The most simple description is that it would enable a search for "template" to match a record containing the word "templates" and vice versa. This is accomplished by stemming each term as it is added to the full text index or search criteria so that it is stored/searched in a root form according to the rules of the token filter being used. For our current English language corpus, a good acceptance test would be that a search for "template" returns the same matched number of records as a search for "template*". At the time I'm writing this, the latter query is returning 29 more results than the first.

@bd808 is there any preferred method to solving this? elastic search seems to have certain in-built stemmers, each having there advantages and disadvantages. I was wondering if you have any preference or we should come up with something?
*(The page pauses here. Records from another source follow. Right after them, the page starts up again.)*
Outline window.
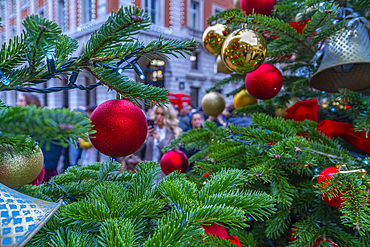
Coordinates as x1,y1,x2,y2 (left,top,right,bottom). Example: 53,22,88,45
10,0,16,15
38,7,45,17
82,0,93,23
190,87,199,107
190,52,199,70
11,26,17,37
189,1,200,29
145,0,158,24
58,0,67,32
98,0,107,17
144,59,166,87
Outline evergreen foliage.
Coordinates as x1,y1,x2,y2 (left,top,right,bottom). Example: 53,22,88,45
165,0,370,246
19,160,275,247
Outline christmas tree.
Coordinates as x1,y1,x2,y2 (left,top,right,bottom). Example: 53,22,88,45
166,0,370,247
0,4,276,246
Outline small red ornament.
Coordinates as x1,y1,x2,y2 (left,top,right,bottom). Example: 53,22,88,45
240,0,276,15
90,99,148,157
200,223,243,247
30,166,45,185
245,63,283,100
319,166,343,208
160,150,189,175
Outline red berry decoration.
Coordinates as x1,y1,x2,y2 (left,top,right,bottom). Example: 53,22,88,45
245,63,283,99
160,150,189,175
319,166,343,208
90,99,148,157
240,0,276,15
30,166,45,185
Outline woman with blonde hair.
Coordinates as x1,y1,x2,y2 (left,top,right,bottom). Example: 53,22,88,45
144,105,182,162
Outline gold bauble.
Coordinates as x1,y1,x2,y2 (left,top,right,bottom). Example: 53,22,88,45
275,97,301,118
0,146,44,188
216,56,233,74
234,0,240,9
234,89,257,109
202,92,225,116
221,29,267,74
202,23,229,55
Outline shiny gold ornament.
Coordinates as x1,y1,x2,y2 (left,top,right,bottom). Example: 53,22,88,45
275,97,301,118
216,56,233,74
0,184,63,247
310,18,370,92
234,0,240,9
0,146,44,188
202,92,225,116
234,89,257,109
221,29,267,74
202,23,229,55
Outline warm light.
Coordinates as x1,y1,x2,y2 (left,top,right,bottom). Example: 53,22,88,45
151,60,165,66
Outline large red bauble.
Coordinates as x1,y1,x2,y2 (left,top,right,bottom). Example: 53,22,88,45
30,165,45,185
318,166,343,208
161,150,189,175
240,0,276,15
245,63,283,99
90,99,148,157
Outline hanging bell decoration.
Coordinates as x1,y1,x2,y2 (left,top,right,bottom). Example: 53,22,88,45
0,184,62,247
221,29,267,74
310,17,370,92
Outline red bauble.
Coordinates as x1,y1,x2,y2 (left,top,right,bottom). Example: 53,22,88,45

For the moment we really only need English stemming due to the dominance of English in our source material and out current lack of translation for the dynamic content of toolinfo records. The upstream recommended "english" stemming filter would be the simplest thing to start with, but we could also try to get some advice from @TJones on customizations that would be even more likely to be effective.

Trey has previously written about improvements to search for enwiki that he researched and tested. Perhaps he would be able to tell us roughly which parts of the text analyzer config used for English by CirrusSearch are worth attempting to apply to our index.
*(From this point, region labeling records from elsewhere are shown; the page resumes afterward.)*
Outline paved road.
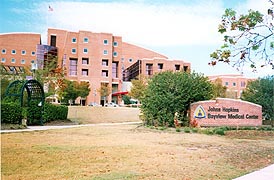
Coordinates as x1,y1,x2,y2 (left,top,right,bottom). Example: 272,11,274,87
1,121,274,180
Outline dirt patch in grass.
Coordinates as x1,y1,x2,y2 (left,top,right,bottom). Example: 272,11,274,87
1,125,274,180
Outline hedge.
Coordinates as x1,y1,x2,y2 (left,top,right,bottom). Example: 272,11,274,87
1,102,22,124
1,101,68,125
43,103,68,122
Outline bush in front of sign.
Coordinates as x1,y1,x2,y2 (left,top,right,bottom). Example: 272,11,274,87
141,71,213,127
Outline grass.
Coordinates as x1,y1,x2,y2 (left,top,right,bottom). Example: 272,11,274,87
1,125,274,180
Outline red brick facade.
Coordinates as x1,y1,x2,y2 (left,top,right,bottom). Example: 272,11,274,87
190,98,262,126
0,29,190,105
208,74,255,99
0,33,41,70
48,29,190,104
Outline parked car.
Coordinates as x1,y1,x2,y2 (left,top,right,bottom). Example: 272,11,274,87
105,102,119,107
88,102,102,107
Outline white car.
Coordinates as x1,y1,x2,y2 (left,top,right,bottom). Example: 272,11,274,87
105,102,119,107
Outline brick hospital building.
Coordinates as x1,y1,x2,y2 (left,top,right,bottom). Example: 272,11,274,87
0,29,190,105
Because our production deployment is made to Elasticsearch clusters which also service CirrusSearch we should be able to use custom analyzers built for CirrusSearch. Use of custom things may need to be gated by a new configuration variable (a feature toggle) if adding the same Elasticsearch customization to our development and demo mode Elasticsearch Docker container are too complicated to support.

@bd808 is there any preferred method to solving this? elastic search seems to have certain in-built stemmers, each having there advantages and disadvantages. I was wondering if you have any preference or we should come up with something?

For the moment we really only need English stemming due to the dominance of English in our source material and out current lack of translation for the dynamic content of toolinfo records. The upstream recommended "english" stemming filter would be the simplest thing to start with, but we could also try to get some advice from @TJones on customizations that would be even more likely to be effective.

Trey has previously written about improvements to search for enwiki that he researched and tested. Perhaps he would be able to tell us roughly which parts of the text analyzer config used for English by CirrusSearch are worth attempting to apply to our index.

Because our production deployment is made to Elasticsearch clusters which also service CirrusSearch we should be able to use custom analyzers built for CirrusSearch. Use of custom things may need to be gated by a new configuration variable (a feature toggle) if adding the same Elasticsearch customization to our development and demo mode Elasticsearch Docker container are too complicated to support.

I think our first step should be to contact @TJones then and hear what he thinks

The default English analyzer (the inner details of which are here) is probably a good place to start.

On English Wikipedia, Wiktionary, and other wikis, we have a lot more complex configuration because of the wild breadth of content covered. We need to handle unusual Unicode characters, extensive non-English text, hard-to-type diacritics, creative forms of vandalism, etc. It sounds like you probably don't need all that—and if it turns out that you do, you can iterate later after making a big easy improvement with the English analyzer ("type": "english").

If you want to just implement stemming—for example, if you are worried that stop words would filter out too much—you could do that, too. But unless you have tools with weird names like "The The" or "To Be Or Not To Be", it should be fine.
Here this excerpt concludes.